In addition to being a hack, Bamberger is a name-dropping star-fucker. He meets Shyamalan (his friends call him "Night") at a ritzy Philadelphia dinner party. Bamberger makes sure to note that former tennis pro Jim Courier also attended - "Wow! THE Jim Courier?!?" But from the moment Shyamalan makes his "entrance" Bamberger only has eyes for Night. His shirt unbuttoned like vintage Tom Jones, Night casts a spell over everyone he meets - is he psychic or just preternaturally charismatic? Bamberger isn't sure, but he's in love.

What follows is one of the most embarrassingly lionizing pieces of idolatry you're ever likely to read. Bamberger lays out the nature of Night's genius, his meteoric rise from a merely pampered upbringing to enviable affluence with tortured Tiger Woods and Bob Dylan metaphors and florid crush note prose. Bamberger spends the next year or so following after Night like a loyal stray beagle, living in the reflected brilliance of Night's genius and annointed celebrity, nuzzling his hand for validation and burrowing his warm supportive nose into Night's neck when the vagaries and slights of the uncomprehending mundane world bring Night low.

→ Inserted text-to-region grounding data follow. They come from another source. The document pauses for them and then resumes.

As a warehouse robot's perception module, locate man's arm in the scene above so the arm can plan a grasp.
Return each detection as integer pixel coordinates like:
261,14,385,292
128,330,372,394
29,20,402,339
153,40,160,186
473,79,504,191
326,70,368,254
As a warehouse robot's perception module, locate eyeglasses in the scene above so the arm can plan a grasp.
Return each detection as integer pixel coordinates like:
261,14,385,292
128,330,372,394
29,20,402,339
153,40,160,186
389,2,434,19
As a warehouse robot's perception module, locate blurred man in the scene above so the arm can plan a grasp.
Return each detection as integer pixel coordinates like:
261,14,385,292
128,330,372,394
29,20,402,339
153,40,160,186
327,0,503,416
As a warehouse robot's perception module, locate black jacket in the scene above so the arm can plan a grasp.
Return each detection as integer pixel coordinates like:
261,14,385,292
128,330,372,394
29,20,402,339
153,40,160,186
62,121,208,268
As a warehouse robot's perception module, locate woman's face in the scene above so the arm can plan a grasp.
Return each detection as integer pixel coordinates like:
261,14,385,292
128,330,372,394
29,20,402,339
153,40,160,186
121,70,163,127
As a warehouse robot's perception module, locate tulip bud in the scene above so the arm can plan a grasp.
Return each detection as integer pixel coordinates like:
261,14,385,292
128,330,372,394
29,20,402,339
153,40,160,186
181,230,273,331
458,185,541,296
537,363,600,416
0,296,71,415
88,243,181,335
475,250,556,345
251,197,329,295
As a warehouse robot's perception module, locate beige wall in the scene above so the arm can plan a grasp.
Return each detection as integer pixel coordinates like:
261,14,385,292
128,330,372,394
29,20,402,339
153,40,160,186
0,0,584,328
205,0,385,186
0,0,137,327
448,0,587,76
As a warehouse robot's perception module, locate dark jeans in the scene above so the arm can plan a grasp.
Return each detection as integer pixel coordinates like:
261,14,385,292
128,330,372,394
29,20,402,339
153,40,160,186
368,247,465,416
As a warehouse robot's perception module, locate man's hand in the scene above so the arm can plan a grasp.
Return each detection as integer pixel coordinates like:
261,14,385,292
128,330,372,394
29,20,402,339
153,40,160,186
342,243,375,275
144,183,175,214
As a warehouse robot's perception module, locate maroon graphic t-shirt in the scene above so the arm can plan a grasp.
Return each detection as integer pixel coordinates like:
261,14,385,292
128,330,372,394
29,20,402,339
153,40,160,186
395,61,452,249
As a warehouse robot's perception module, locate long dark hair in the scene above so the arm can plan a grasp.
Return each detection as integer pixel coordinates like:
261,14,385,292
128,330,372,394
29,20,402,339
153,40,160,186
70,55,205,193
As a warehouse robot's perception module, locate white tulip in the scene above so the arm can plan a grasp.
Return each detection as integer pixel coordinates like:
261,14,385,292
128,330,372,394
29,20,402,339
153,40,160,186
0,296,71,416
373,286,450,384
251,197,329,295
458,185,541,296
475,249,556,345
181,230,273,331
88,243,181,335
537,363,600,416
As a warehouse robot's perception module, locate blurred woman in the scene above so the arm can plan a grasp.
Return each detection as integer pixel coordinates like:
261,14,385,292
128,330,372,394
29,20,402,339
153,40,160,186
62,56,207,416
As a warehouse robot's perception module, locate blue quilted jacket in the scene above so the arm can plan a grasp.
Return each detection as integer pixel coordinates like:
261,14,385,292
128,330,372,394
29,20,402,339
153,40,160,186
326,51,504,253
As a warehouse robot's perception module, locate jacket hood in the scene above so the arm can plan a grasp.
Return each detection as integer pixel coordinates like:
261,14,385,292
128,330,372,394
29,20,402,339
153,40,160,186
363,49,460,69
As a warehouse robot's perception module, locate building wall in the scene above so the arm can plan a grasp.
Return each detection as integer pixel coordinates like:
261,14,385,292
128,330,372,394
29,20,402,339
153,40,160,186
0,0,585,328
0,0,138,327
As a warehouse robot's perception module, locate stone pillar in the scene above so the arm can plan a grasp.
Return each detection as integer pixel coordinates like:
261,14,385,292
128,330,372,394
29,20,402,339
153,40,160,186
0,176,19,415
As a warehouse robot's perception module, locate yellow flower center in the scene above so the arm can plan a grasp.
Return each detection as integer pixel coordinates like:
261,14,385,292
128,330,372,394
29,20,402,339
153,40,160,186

That Shyamalan happened to be creating "The Lady in the Water", one of the most soggy piles of cowflop to ever grace the silver screen (before he set the bar even soggier and floppier with "The Crappening"), during Bamberger's Icarus-like flight only makes the unremarked-upon dramatic irony all the richer. Bamberger lauds Night as a man of the people for allowing his chauffeur, personal chef, and nanny to read his newest opus, then turns around and joins his voice to Shyamalan's own shocked and wounded whimper when Disney suggests they "might have some notes". Night's personal assistant is noted to be remarkable for her ability to not confuse her station with that of her employer, and also her faculty for not going to the bathroom for the duration of the flight from Philly to LA to deliver the script to Disney, as well as her completely justifiable shock and disdain that Nina Jacobsen of Disney chose taking her son to a friend's birthday party over the prompt receipt of Night's "sale script" (to be read not as work, but as a weekend's entertainment) and Jacobsen's offer of "low-carb soup" FROM THE FRIG!

To say
merely that Bamberger lacks the objectivity to notice that anyone who voices the slightest dissent from Night's "vision" is branded a traitor (or that all those voices were proved prescient) is to pardon him for what is in actuality the aiding and abetting of felonious egomania. There is an interesting story going on here, not just between the lines of Bamberger's Gospel of M Night, but behind the scenes of "Lady in the Water", unremarked upon and entirely unnoticed by Bamberger - the story of how success and fame in the arts can so distance one from the real world as to completely neuter that art.

There's an anecdote that's relayed enthusiastically - M Night is in an elevator on the way to a casting call. In the elevator with him is a child actor and the actor's mother. Night tries to engage the youngster, but he is reticent about talking to strangers, and the mother is understandably protective. Night cannot believe that had this child, or the mother ONLY RECOGNIZED him, he could have been their lottery ticket. Oh, the bitterweet irony that HAD THEY BUT KNOWN who Night was (don't they watch American Express commercials?) they could have found the very success they were struggling to achieve at countless casting calls.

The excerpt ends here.